The outpouring of grief over the death of our Principal Mike Ovey has been extraordinary. So much has been said. So much is still to be said. So much could be said.
Mike was my dear friend and brother, my boss and co-conspirator, my mentor and inspiration. I just wanted to say a few personal words which I know reflect the thoughts of our community at Oak Hill College.
We were astounded by Mike’s towering intellect, insight, originality and orthodoxy: a theological savant.
We were amazed at his pastoral heart and wisdom; his generosity of time (which often bordered on the ridiculous); his kindness, vulnerability, and the fact that he seemed to have no ego.
We were astonished by his terrible and inappropriate jokes, his social awkwardness and his administrative incompetence.
Mike’s death on Saturday has left us all devastated. I have never questioned a providence so much in my life and never has Mike’s teaching on the Creator-creature distinction been more applied to the difference between our plans and that of our Maker’s.
Appropriately as a college community, we spent much of Monday mourning, crying, remembering and meditating on these words from Deuteronomy: ‘The secret things belong to the LORD our God, but the things revealed belong to us and to our children forever, that we may follow all the words of this law’ (Deuteronomy 29:29).
Mike was our leader and we loved him. But more he was the Lord’s and the Lord loves him more.
Of all the amazing support I’ve received in the last two days, it is this little Spurgeon meditation on John’s gospel (Mike’s beloved John’s gospel) which has given me great comfort through all the tears.
Father, I will that they also, whom Thou hast given Me, be with Me where I am.
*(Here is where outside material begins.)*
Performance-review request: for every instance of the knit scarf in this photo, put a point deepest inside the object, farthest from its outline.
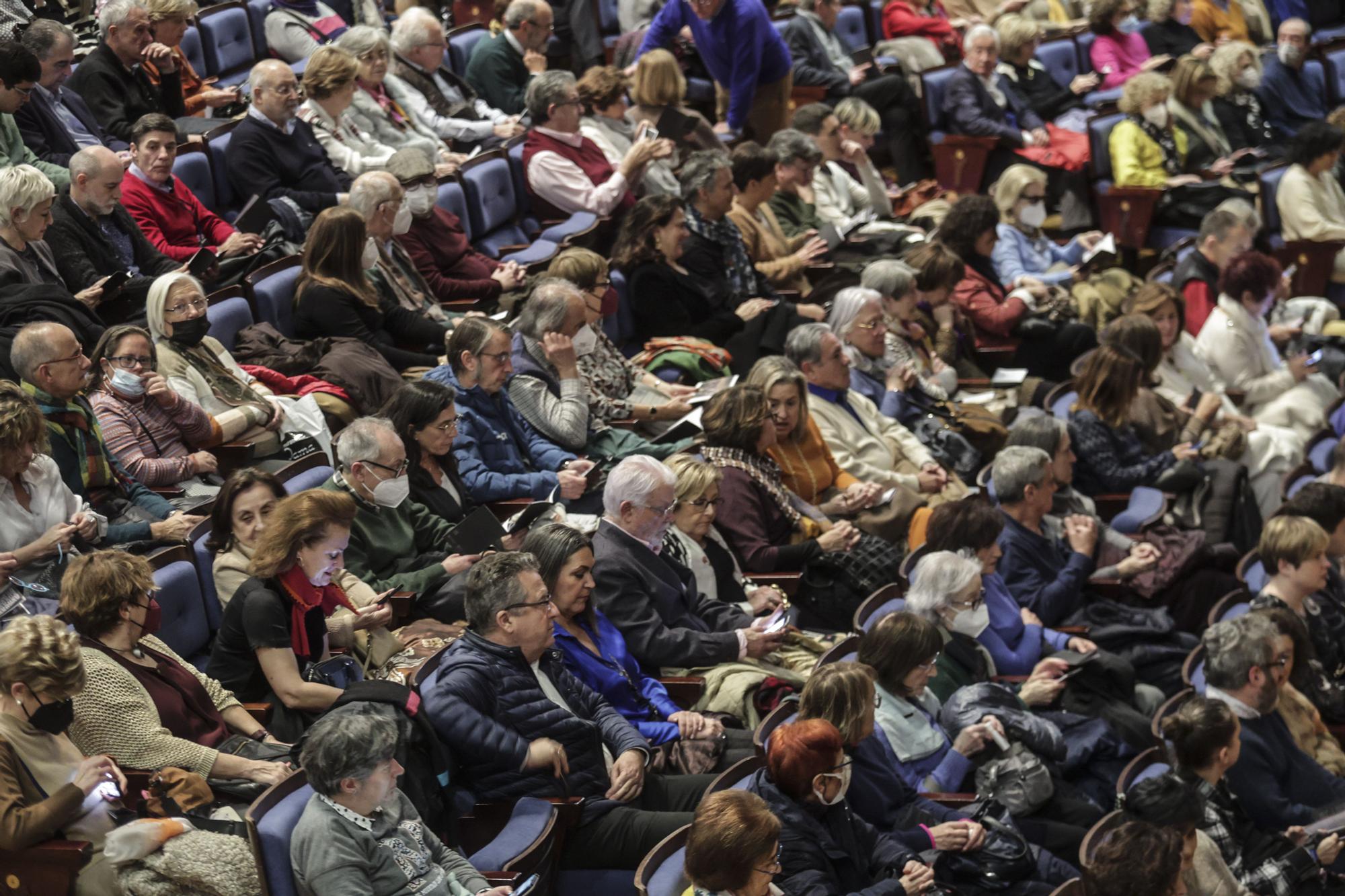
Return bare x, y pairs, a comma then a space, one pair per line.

O Death! Why dost thou touch the tree beneath whose spreading branches weariness hath rest? Why dost thou snatch away the excellent of the earth, in whom is our delight? If thou must use thine axe, use it upon the trees which yield no fruit; thou mightst be thanked then. But why wilt thou fell the goodly cedars of Lebanon? O stay thine axe, and spare the righteous. But no, it must not be; death smites the goodliest of our friends; the most generous, the most prayerful, the most holy, the most devoted must die. And why? It is through Jesus’ prevailing prayer – ‘Father, I will that they also, whom Thou hast given Me, be with Me where I am’. It is that which bears them on eagle’s wings to heaven. Every time a believer mounts from this earth to paradise, it is an answer to Christ’s prayer. A good old divine remarks, ‘Many times Jesus and His people pull against one another in prayer. You bend your knee in prayer and say, “Father, I will that Thy saints be with me where I am”; Christ says, “Father, I will that they also, whom Thou hast given Me, be with Me where I am”.’ Thus the disciple is at cross-purposes with his Lord. The soul cannot be in both places: the beloved one cannot be with Christ and with you too. Now, which pleader shall win the day? If you had your choice; if the King should step from His throne, and say, ‘Here are two supplicants praying in opposition to one another, which shall be answered?’ Oh! I am sure, though it were agony, you would start from your feet, and say, ‘Jesus, not my will, but Thine be done’. You would give up your prayer for your loved one’s life, if you could realise the thought that Christ is praying in the opposite direction – ‘Father, I will that they also, whom Thou hast given Me, be with Me where I am’. Lord, Thou shalt have them. By faith we let them go. (CH Spurgeon, Morning & Evening)
Having let Mike go, we are resolved more than ever to build on his huge legacy in the training of men and women to be servant leaders who can be the best possible gift to Christ’s church. We thank God for his life.